Thanks for the thoughtful response, Dan.

You’re welcome :)

I think you were actually close to answering what my real question was (even though it was poorly presented in my post). The example above was contrived.

What artifacts do folks normally use to capture the "scenario-extraneous" details that come out of discussions/meetings/etc, like the ones you describe in your response? If I'm developing a "living document" shared by me and my stakeholders, I'm assuming capturing those details would be useful, and that I would want to have them "at hand" for anyone who shows up late to the game. The answer of "you have to make something up" is acceptable.

The default answer for lots of teams has been “put it on the wiki” but I’ve seen many environments where the wiki is where information goes to die, nothing more than a hipster version of SharePoint.

Other than the executable specification itself, I see several kinds of information that are useful to track:

Narrative

These are the conversations we had around various decisions we made. In particular it is useful to capture:
- what we considered when we made a decision (about architecture, about a particular aspect of the domain model, about monitoring, ...).
- what we dismissed. I can see in the code that we ended up doing X. I don’t know we also considered Y and Z but went with X because unicorns.
- who was involved, both within and outside of the team.

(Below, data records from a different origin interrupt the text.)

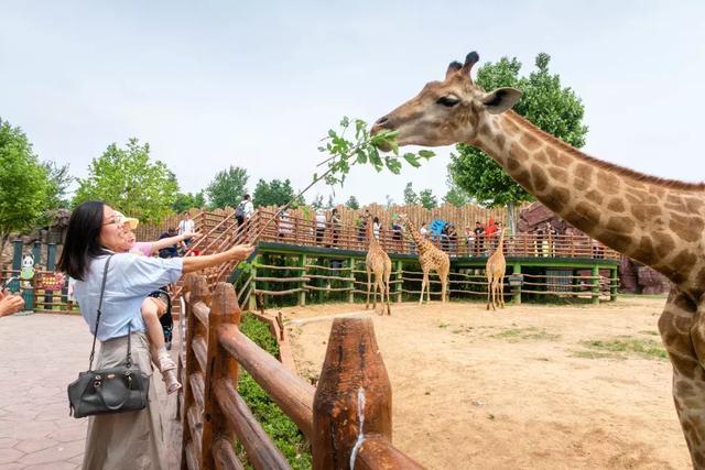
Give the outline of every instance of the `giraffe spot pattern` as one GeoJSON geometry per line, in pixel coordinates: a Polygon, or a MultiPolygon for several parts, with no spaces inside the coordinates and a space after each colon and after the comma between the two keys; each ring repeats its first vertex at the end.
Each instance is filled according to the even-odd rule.
{"type": "Polygon", "coordinates": [[[625,203],[621,199],[612,199],[607,205],[607,209],[612,212],[623,212],[625,211],[625,203]]]}

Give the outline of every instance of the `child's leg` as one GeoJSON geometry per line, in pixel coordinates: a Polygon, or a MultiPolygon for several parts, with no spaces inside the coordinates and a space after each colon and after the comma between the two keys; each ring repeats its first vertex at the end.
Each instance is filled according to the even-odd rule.
{"type": "Polygon", "coordinates": [[[159,365],[159,352],[164,348],[164,332],[162,325],[159,323],[159,310],[161,302],[154,297],[147,297],[142,302],[142,319],[147,326],[147,338],[150,340],[150,353],[152,361],[159,365]]]}
{"type": "Polygon", "coordinates": [[[166,384],[166,392],[173,393],[181,389],[181,383],[176,379],[176,363],[169,356],[166,347],[164,346],[164,331],[162,325],[159,321],[159,314],[163,313],[165,305],[163,302],[148,297],[142,303],[142,318],[147,326],[147,336],[150,340],[150,352],[152,354],[152,361],[156,364],[162,372],[162,379],[166,384]]]}

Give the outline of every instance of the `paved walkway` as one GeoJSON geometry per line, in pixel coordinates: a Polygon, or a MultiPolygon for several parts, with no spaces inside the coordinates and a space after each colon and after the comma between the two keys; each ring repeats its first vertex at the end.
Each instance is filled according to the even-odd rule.
{"type": "MultiPolygon", "coordinates": [[[[91,339],[78,316],[0,318],[0,469],[80,468],[88,419],[68,416],[66,386],[88,368],[91,339]]],[[[174,400],[169,405],[166,436],[174,400]]]]}

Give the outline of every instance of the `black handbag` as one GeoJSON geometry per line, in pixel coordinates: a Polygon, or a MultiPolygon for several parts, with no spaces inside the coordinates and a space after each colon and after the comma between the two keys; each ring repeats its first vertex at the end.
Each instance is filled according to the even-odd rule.
{"type": "Polygon", "coordinates": [[[138,365],[132,363],[130,327],[128,327],[128,356],[124,365],[121,364],[98,371],[93,370],[93,358],[96,352],[96,338],[98,336],[98,325],[100,324],[100,307],[102,306],[102,294],[106,288],[110,258],[112,255],[106,261],[106,267],[102,272],[98,317],[96,318],[96,330],[93,336],[88,370],[80,372],[78,379],[68,385],[68,414],[75,418],[134,412],[147,406],[150,378],[138,365]]]}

My preferred medium for this is a product blog. You have timestamped entries so you can see when various conversations happened and decisions were made (or deferred). People can comment, either at the time or much later. You can revisit decisions to see what we considered. One of the big benefits is that it reduces a lot of low grade repetition:
- “Why are we using Maven? We should be using hipstr* instead!”
- “Take a look at the blog entries tagged “build” and you can see the various discussions we had. If you think something has substantively changed, or you have something to add, let’s have the conversation again. In any case you’ll understand how we got to where we are.”
- *crickets*

You can spin up a new WordPress instance on a VM in a few minutes.

* There’s no such thing as hipstr. If there were it would probably be a build tool.

Standards

Over time, we start to settle on How We Do Things Round Here. Things like documentation style, code style and conventions, packaging and naming, error-handling, in fact anywhere that a) everyone has an opinion and b) it really doesn’t matter as long as we’re consistent. These I want on a wiki. The wiki has to have excellent search (good ranking, uses word variants) and someone needs to be tasked with curating it, like a librarian. Part of on-boarding a new person is showing them round this wiki.

Backlog

This is work we have committed to. I don’t care how the team stores this as long as it is visible to all the stakeholders. That means if people are non-local there needs to be either an electronic version or a daily photo of the board, emailed out or posted on the blog. (I really like this by the way. I haven’t used it myself but someone told me how they use these as a stop-motion replay of the sprint for their retrospectives. Shows some interesting  trends.) It also needs to be lightweight enough that people aren’t intimidated by changing large swathes of it. I like Trello. Everyone seems to be using Jira, which astonishes me because it’s a (rather good) bug-tracker. Bonkers. For extra credit I also want to be able to get metrics out of it so I can measure e.g. lead and cycle times and WiP.

Ideas

People come up with ideas for the product all the time. Users, operators, administrators, developers, testers, anyone. You want a mechanism for capturing that that’s different from the backlog, otherwise people dump all their half-baked ideas into the backlog, which makes lead time metrics meaningless and creates an implied contract that you’ll eventually deliver their thing (which you will inevitably disappoint them with). I call this a wishlist. I wrote one recently with a client, that we called “Dear Santa”. Simple idea capture, with submitter’s name, description, benefit and timestamp. You should review the stuff in the ideas dump on a regular basis, and look for clusters or just simple good ideas to implement.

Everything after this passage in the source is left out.